Io credo che valga sempre la pena di essere madri, padri, amici, fratelli…per la vita! E non voglio smettere di crederci!

 

«Uno dei problemi più difficili, oggi, dei giovani è che sono sradicati. Hanno bisogno di ritrovare le radici per andare avanti», dichiara Papa Francesco. È necessario che i giovani incontrino gli anziani per conoscere la terra e la fede che li hanno generati e possano a loro volta costruire un tessuto vitale fatto di legami, di appartenenza reciproca, di progetti comuni. «Affinché i giovani abbiano visioni, siano 'sognatori', possano affrontare con audacia e coraggio i tempi futuri, è necessario che ascoltino i sogni profetici dei loro padri», ha ripetuto il Papa lanciando la sfida agli adulti: «aiutiamo i giovani a ritrovare le radici. Loro ci metteranno le ali».

Omero Romeo, l’insegnante divenuto cieco – come il suo celebre omonimo greco – e chiamato, come supplente di Scienze, in una classe problematica – di cui l’insegnante dice, con una metafora sonora, che “canta una infelicità corale, a cui ciascuno partecipa con un timbro inconfondibile” – che deve affrontare gli esami di maturità, dà inizio alla sua avventura educativa in modo inedito e rivoluzionario. Non potendo vedere i volti inventa un nuovo modo di fare l’appello: “Dare un nome proprio e dare alla luce sono la stessa cosa. Per riuscire a insegnare devo concentrarmi sulla presenza dei ragazzi e non sulle mie aspettative, devo lasciare che siano loro a venire alla luce e non io a illuminarli”. L’appello diventa una chiamata vera e piena, una convocazione che si fa vocazione per i dieci ragazzi ripetenti, aggressivi e più fragili che, per la prima volta, provano a raccontarsi, a mostrarsi a chi, pur senza vederli, riesce a riconoscerli uno a uno. Il maestro accompagna per mano i suoi allievi: non già a un esame finale, ma a un’assunzione di responsabilità in un percorso di formazione vissuto appieno. L’obiettivo è guidarli verso la crescita, per aiutarli a diventare ciò che ciascuno di loro è destinato ad essere nella società. Un rapporto autentico tra maestro e discepolo, una relazione dinamica in cui entrambi insegnano e imparano, disponibili a mettersi in gioco e a guardare la realtà con occhi nuovi. (Cf Alessandro D’Avenia, L’appello, Mondadori, Milano 2020).

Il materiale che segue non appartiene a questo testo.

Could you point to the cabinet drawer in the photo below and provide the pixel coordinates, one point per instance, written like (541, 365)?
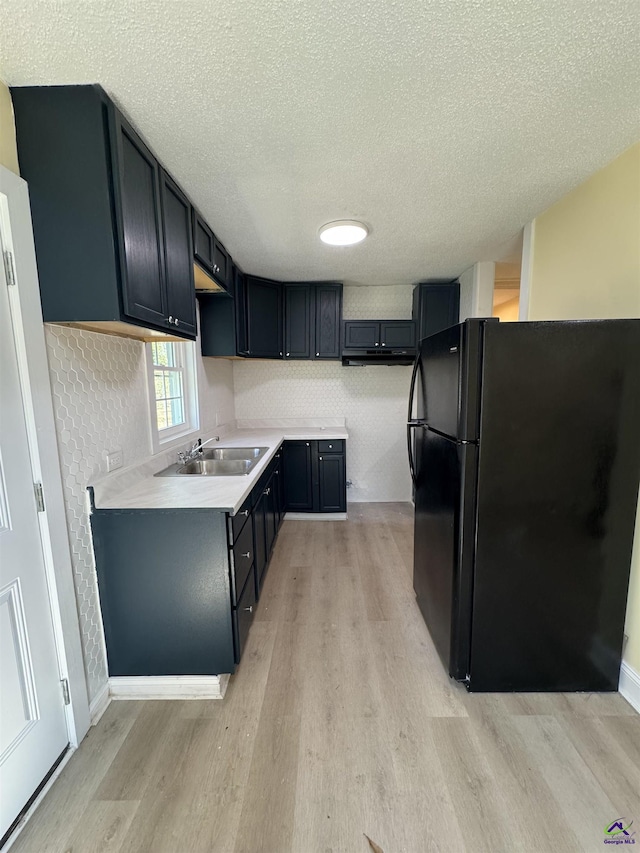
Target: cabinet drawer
(242, 558)
(243, 617)
(239, 520)
(332, 445)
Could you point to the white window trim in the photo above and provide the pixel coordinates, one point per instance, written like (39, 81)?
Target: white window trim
(174, 436)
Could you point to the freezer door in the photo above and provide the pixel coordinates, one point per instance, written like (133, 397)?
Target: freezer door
(449, 380)
(443, 544)
(557, 496)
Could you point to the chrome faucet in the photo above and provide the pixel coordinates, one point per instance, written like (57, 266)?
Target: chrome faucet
(195, 451)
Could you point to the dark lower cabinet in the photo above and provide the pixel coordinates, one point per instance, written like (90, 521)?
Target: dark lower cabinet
(315, 476)
(243, 615)
(331, 483)
(298, 476)
(165, 591)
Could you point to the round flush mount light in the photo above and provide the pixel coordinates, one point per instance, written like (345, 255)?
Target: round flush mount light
(344, 232)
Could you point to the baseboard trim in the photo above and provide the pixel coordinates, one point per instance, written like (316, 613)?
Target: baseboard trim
(168, 687)
(629, 685)
(99, 704)
(315, 516)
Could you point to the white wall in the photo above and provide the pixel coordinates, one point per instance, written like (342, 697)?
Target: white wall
(373, 399)
(476, 290)
(100, 399)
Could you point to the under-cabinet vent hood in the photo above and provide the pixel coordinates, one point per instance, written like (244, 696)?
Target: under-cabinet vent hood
(360, 358)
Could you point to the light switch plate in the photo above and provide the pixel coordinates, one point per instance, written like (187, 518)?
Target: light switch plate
(114, 459)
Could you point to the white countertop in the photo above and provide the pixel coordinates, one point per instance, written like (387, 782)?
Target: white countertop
(138, 488)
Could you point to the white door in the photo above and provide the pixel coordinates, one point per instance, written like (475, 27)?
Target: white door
(33, 730)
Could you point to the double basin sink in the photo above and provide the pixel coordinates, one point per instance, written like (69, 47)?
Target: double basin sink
(217, 462)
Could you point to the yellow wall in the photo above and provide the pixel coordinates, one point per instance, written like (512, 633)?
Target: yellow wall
(507, 311)
(8, 151)
(586, 264)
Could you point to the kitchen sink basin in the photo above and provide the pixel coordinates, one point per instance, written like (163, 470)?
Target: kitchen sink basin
(233, 452)
(217, 462)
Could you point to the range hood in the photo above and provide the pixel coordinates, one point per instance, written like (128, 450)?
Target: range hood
(360, 358)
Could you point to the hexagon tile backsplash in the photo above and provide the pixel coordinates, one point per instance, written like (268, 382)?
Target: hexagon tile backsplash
(99, 389)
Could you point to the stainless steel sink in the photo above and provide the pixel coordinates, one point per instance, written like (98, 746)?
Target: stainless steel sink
(233, 452)
(217, 462)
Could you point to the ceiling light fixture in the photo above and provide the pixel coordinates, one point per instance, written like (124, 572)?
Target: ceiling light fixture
(344, 232)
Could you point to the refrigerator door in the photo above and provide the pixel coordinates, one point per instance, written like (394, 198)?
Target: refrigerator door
(558, 472)
(444, 543)
(449, 380)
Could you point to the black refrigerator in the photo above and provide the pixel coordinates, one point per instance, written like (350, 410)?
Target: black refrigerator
(524, 446)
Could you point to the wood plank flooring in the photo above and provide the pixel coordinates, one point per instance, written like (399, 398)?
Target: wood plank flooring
(340, 722)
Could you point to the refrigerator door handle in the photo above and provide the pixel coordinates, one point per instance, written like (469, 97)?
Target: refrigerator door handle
(411, 424)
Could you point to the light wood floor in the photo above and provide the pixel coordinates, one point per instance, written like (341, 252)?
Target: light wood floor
(340, 722)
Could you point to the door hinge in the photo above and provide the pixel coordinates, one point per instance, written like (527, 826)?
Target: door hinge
(9, 267)
(37, 487)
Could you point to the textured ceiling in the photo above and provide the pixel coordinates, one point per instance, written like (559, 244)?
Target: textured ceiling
(445, 126)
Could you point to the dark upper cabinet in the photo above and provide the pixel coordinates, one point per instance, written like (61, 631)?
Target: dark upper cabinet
(96, 201)
(202, 242)
(328, 320)
(298, 476)
(436, 306)
(211, 256)
(137, 188)
(312, 320)
(375, 334)
(315, 476)
(332, 493)
(176, 218)
(361, 334)
(263, 310)
(298, 320)
(398, 333)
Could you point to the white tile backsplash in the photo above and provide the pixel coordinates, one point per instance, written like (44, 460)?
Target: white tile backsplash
(100, 398)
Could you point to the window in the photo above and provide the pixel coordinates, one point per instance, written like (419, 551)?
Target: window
(172, 390)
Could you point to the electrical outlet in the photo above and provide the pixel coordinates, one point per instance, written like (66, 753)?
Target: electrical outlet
(114, 459)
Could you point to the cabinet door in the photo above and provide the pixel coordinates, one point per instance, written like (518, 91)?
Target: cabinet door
(298, 320)
(202, 242)
(436, 307)
(328, 320)
(332, 483)
(259, 540)
(361, 334)
(221, 264)
(298, 483)
(138, 190)
(264, 317)
(398, 333)
(178, 257)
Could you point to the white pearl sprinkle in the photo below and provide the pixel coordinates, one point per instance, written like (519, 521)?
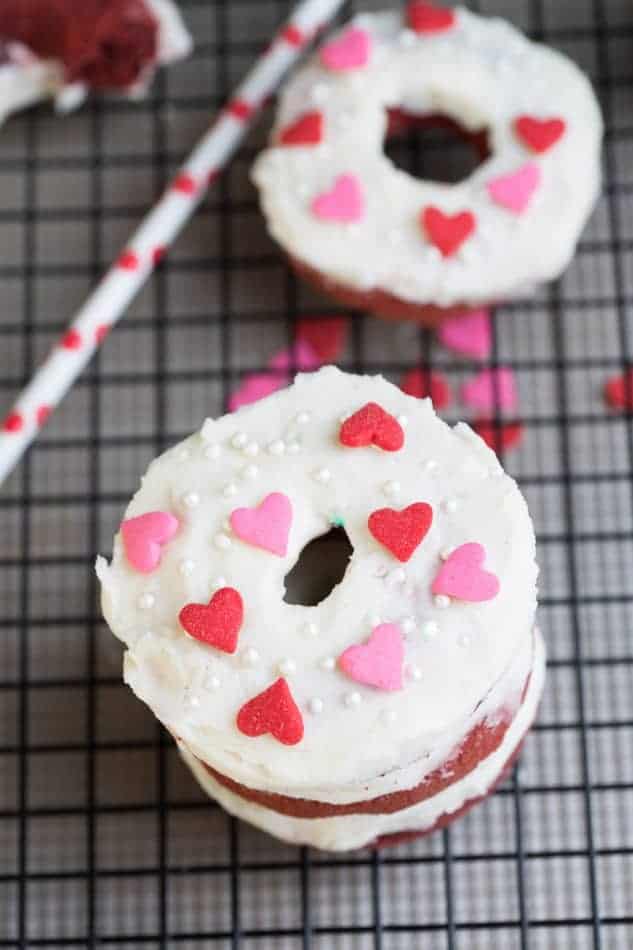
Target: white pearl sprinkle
(239, 440)
(430, 629)
(250, 656)
(322, 475)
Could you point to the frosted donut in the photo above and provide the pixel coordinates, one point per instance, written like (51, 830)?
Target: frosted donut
(400, 698)
(375, 237)
(62, 49)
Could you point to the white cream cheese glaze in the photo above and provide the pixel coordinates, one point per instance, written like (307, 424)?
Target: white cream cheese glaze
(26, 80)
(462, 660)
(344, 833)
(482, 73)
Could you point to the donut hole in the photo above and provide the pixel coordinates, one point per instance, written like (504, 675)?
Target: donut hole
(320, 568)
(434, 147)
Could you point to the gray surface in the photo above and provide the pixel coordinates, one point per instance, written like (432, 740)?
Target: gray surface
(103, 834)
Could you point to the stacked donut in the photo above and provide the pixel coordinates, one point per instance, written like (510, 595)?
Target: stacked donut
(403, 696)
(376, 238)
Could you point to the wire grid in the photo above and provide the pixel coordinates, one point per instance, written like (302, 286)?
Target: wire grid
(104, 837)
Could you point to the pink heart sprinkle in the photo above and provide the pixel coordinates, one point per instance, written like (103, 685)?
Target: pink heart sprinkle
(491, 389)
(468, 333)
(144, 536)
(266, 526)
(343, 202)
(514, 191)
(351, 50)
(379, 661)
(462, 576)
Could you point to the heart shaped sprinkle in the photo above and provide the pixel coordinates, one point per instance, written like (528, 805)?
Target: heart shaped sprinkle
(539, 134)
(514, 191)
(351, 50)
(144, 536)
(447, 232)
(372, 425)
(378, 662)
(499, 436)
(491, 389)
(401, 531)
(274, 711)
(423, 384)
(266, 526)
(306, 130)
(216, 623)
(344, 202)
(468, 333)
(462, 576)
(427, 18)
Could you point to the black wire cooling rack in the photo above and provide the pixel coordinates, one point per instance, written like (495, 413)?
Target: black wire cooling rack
(104, 838)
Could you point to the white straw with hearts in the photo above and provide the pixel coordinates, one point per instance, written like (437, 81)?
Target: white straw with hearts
(108, 302)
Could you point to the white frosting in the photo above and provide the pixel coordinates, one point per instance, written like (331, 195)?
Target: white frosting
(343, 833)
(482, 72)
(29, 80)
(478, 655)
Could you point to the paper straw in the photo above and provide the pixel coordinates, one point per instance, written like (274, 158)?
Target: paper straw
(109, 300)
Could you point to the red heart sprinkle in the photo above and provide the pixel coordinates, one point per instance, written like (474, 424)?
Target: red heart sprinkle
(128, 260)
(273, 711)
(71, 340)
(447, 231)
(371, 425)
(618, 391)
(306, 130)
(539, 134)
(13, 422)
(401, 531)
(101, 332)
(185, 184)
(422, 384)
(499, 436)
(42, 415)
(216, 623)
(427, 18)
(326, 336)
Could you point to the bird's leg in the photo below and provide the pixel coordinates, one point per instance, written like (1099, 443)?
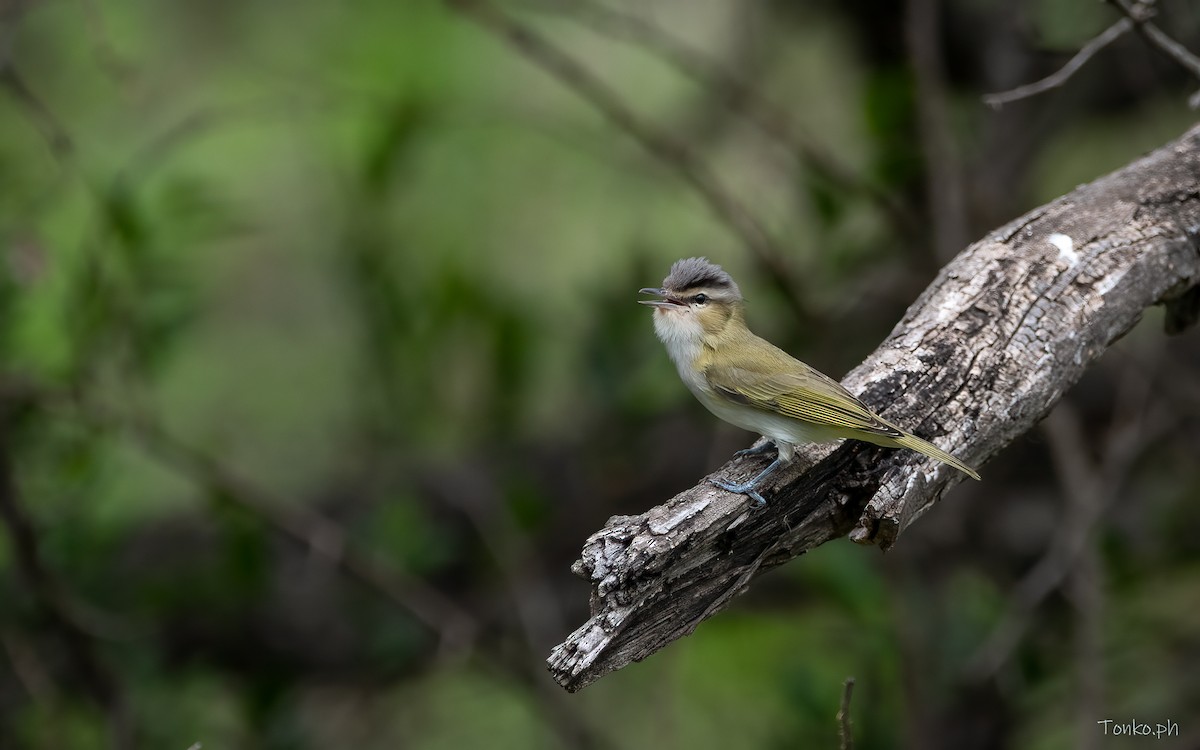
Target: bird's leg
(750, 489)
(757, 450)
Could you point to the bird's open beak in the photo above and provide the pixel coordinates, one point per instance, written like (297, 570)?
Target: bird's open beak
(666, 301)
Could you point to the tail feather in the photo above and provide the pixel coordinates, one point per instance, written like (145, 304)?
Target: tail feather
(933, 451)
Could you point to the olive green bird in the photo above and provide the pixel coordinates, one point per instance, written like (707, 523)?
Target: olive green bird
(755, 385)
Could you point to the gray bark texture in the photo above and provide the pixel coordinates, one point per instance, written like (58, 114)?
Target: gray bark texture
(984, 353)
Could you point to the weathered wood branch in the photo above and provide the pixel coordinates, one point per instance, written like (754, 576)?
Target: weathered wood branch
(979, 358)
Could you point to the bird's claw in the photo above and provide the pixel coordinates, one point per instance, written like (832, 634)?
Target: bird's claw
(757, 450)
(745, 489)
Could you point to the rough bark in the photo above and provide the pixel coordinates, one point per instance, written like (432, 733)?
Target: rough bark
(979, 358)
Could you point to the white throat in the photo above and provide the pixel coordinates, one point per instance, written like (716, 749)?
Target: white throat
(684, 337)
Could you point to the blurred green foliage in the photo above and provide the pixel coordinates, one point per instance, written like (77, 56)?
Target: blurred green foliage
(366, 261)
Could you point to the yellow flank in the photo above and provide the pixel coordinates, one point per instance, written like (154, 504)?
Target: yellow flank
(750, 383)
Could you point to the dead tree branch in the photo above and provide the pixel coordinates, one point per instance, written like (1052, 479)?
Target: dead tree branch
(1003, 331)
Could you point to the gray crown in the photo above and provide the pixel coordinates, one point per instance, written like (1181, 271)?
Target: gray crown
(696, 273)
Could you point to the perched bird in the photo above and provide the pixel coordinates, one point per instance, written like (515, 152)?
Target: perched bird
(750, 383)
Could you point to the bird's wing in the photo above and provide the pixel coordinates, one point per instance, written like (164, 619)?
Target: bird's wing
(801, 393)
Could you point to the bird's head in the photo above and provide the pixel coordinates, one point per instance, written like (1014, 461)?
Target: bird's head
(697, 300)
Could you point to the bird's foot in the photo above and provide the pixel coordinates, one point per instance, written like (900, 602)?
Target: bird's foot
(757, 450)
(747, 489)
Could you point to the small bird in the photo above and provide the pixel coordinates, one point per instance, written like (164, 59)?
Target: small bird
(755, 385)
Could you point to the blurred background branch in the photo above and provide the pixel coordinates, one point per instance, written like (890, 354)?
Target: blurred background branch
(319, 363)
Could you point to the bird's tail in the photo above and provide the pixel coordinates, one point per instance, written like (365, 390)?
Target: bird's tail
(933, 451)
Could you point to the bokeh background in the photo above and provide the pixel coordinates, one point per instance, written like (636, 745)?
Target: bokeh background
(319, 361)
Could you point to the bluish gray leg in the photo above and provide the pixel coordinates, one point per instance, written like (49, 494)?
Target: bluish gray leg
(757, 450)
(749, 489)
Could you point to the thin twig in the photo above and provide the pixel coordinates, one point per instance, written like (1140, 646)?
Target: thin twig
(453, 624)
(671, 151)
(739, 96)
(45, 120)
(945, 195)
(89, 671)
(1140, 15)
(1063, 73)
(1102, 480)
(845, 738)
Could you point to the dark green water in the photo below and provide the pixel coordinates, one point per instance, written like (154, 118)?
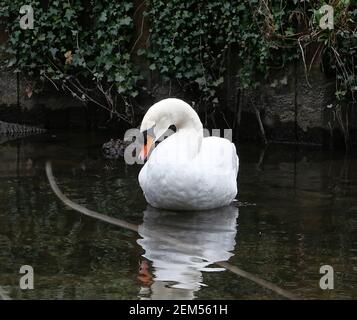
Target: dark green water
(297, 212)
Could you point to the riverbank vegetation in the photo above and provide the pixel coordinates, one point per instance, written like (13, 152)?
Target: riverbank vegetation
(91, 49)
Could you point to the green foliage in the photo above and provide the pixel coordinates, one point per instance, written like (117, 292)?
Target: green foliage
(86, 47)
(189, 40)
(81, 46)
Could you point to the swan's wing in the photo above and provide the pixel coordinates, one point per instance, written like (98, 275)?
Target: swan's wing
(220, 154)
(235, 159)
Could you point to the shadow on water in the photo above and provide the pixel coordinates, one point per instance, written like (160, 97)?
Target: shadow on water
(297, 211)
(182, 245)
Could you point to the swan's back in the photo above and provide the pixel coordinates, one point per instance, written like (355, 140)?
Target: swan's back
(205, 181)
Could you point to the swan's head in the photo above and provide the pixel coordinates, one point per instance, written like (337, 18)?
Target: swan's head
(162, 115)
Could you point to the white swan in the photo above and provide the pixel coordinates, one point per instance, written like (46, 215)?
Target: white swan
(186, 171)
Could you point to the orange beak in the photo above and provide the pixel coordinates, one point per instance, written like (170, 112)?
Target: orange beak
(146, 148)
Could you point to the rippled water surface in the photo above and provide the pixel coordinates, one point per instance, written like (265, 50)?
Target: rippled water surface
(297, 211)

I giovani non hanno bisogno di prediche, di grandi discorsi e riflessioni, ma di testimoni credibili: persone in grado di rendere evidente ciò che nella propria vita ha dato frutto e in grado di promettere che quel frutto è accessibile anche a loro. «Abbiamo bisogno di adulti che ci ricordino quanto è bello sognare in due! Abbiamo bisogno di adulti che pazientino nello starci vicino e che ci insegnino la pazienza di stare accanto; che ci ascoltino nel profondo e ci insegnino ad ascoltare, piuttosto che ad avere sempre ragione!».

Gli adulti sono chiamati alla generatività, alla pienezza, alla bellezza, che è “la quantità di vita che si riesce a mettere al mondo”. La bussola per la vita è l’accompagnamento generativo di chi si prende cura, ascolta, affida delle responsabilità, facendo crescere le persone per poi lasciarle andare.